Apr 30, 2012  View More Articles

WA Outpreforms The Rest!

SO strongly is Western Australia performing, the national economy is now being viewed in terms of Australia as a whole and Australia excluding WA.
The latest report card by Commonwealth Securities (CommSec) on Australia’s states suggests WA’s influence, courtesy of the mining boom, has become so powerful it warrants its own special consideration.
Every three months CommSec’s chief economist Craig James produces a “State of the States” report, which measures the nation’s eight jurisdictions against eight economic indicators. The April report shows WA topping five of those, and ranking strongly for the rest. The indicators include economic growth, retail spending, equipment investment, unemployment, construction work done, population growth, housing finance and dwelling commencements.
“Western Australia is clearly Australia’s best-performing economy,” Mr James said. In the past he had nominated Australia as a three-speed economy.
“But in the latest report, the best way to describe the situation is Western Australia first and daylight second,” Mr James said, “So when discussing the Australian economy it is best to focus on two concepts: total Australia, and
Australia excluding Western Australia.”
The ACT and Victoria and in the next grouping of economies, with little separating them. Mr James said both had outperformed on housing indicators while Victoria was solid on retail spending. The next group sees Queensland continuing to creep up the performance rankings. “Queensland is benefiting from rebuilding work while it is also second ranked on economic growth,” Mr James said. “NSW is solid in a relative sense on population growth and housing finance.” South Australia does best on unemployment while it remains middle ranked on other indicators.

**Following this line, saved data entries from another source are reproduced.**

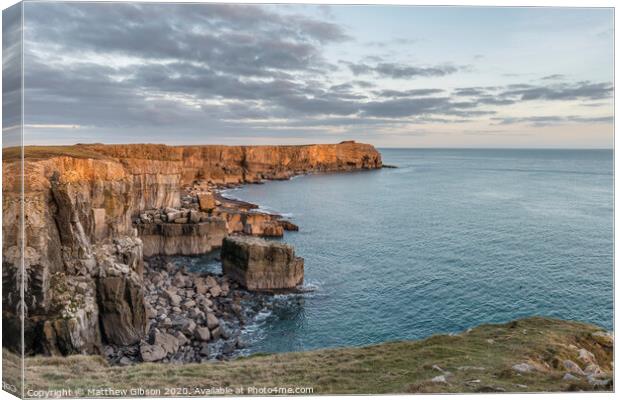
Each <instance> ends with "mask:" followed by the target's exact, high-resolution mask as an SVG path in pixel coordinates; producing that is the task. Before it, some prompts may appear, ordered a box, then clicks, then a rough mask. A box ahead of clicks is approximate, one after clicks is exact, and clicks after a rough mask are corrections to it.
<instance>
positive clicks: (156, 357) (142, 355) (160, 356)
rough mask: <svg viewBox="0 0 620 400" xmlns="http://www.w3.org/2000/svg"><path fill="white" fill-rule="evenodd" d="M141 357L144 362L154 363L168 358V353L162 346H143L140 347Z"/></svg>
mask: <svg viewBox="0 0 620 400" xmlns="http://www.w3.org/2000/svg"><path fill="white" fill-rule="evenodd" d="M140 355H141V356H142V360H143V361H146V362H154V361H159V360H161V359H163V358H164V357H166V351H165V350H164V349H163V348H162V347H161V346H156V345H150V344H143V345H141V346H140Z"/></svg>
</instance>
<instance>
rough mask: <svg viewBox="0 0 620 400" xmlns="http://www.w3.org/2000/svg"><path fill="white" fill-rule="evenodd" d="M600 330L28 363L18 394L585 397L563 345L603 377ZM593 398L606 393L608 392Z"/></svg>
mask: <svg viewBox="0 0 620 400" xmlns="http://www.w3.org/2000/svg"><path fill="white" fill-rule="evenodd" d="M599 330H600V329H599V328H597V327H595V326H592V325H586V324H582V323H576V322H568V321H560V320H554V319H548V318H537V317H535V318H528V319H524V320H519V321H517V322H512V323H508V324H503V325H483V326H480V327H477V328H474V329H472V330H470V331H469V332H465V333H462V334H459V335H453V336H450V335H437V336H432V337H430V338H428V339H425V340H421V341H407V342H393V343H385V344H380V345H375V346H369V347H362V348H343V349H328V350H318V351H310V352H300V353H284V354H272V355H256V356H253V357H249V358H242V359H237V360H234V361H228V362H217V363H206V364H189V365H166V364H146V363H145V364H139V365H135V366H131V367H110V366H107V365H106V362H105V361H104V360H103V359H102V358H100V357H94V356H72V357H67V358H62V357H52V358H45V357H34V358H28V359H27V361H26V369H27V372H26V373H27V381H26V386H27V388H26V389H29V388H30V389H33V388H34V389H48V388H63V387H71V388H79V387H81V388H89V387H91V388H92V387H114V388H116V389H122V388H126V389H128V388H135V387H143V388H163V387H175V386H177V387H178V386H180V387H187V388H190V389H192V390H193V388H194V387H201V388H204V387H219V386H230V387H247V386H258V387H262V386H266V387H272V386H279V387H282V386H284V387H295V386H297V387H299V386H303V387H306V386H309V387H313V388H314V393H315V394H321V393H408V392H476V391H498V390H500V391H504V390H505V391H509V392H515V391H565V390H580V389H584V390H592V386H590V385H588V384H587V383H586V382H585V379H583V378H582V379H581V380H580V381H579V382H569V381H564V380H562V376H563V375H564V373H565V372H564V371H563V369H562V366H561V365H562V361H563V360H565V359H571V360H573V361H576V362H578V363H580V362H579V361H578V359H577V350H576V348H574V347H569V345H572V346H577V348H586V349H588V350H589V351H591V352H592V353H594V355H595V356H596V358H597V361H598V363H599V365H600V366H601V367H602V368H603V369H604V370H606V371H610V370H611V365H610V362H611V361H612V349H610V348H605V347H603V346H601V345H600V344H598V343H596V342H595V341H594V340H593V339H592V337H591V333H592V332H595V331H599ZM521 362H530V363H531V364H533V365H537V366H538V367H539V369H540V370H539V371H537V372H532V373H528V374H518V373H516V372H515V371H513V370H512V368H511V367H512V365H514V364H517V363H521ZM433 365H437V366H439V367H440V368H442V369H443V370H445V371H449V372H451V373H452V375H450V376H449V377H448V383H447V384H445V383H443V384H442V383H433V382H430V379H432V378H433V377H435V376H437V375H441V372H439V371H437V370H435V369H434V368H433ZM582 366H583V364H582ZM471 367H475V368H471ZM476 380H479V382H477V381H476ZM472 381H473V382H472ZM599 389H603V390H610V389H611V385H608V386H607V387H605V388H599Z"/></svg>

Tasmania has slipped down the economic performance rankings, lacking momentum in key areas of the economy, and is now alongside the Northern Territory. The Northern Territory has very low unemployment and strong retail spending but it is lagging on housing indicators and population growth.
“However, while population growth and construction work are below long-term averages, this is likely to change with the construction of the $34 billion Inpex LNG plant,” Mr James said.
Overall, Mr James said that with the exception of WA, all states are struggling for momentum with a common area of weakness in housing, although engineering is serving to support the overall construction sector.
He expects WA to hold top spot in coming quarters, while he sees the ACT as “most at risk” from upcoming spending cuts in the 2012-13 federal budget to be handed down on May 8.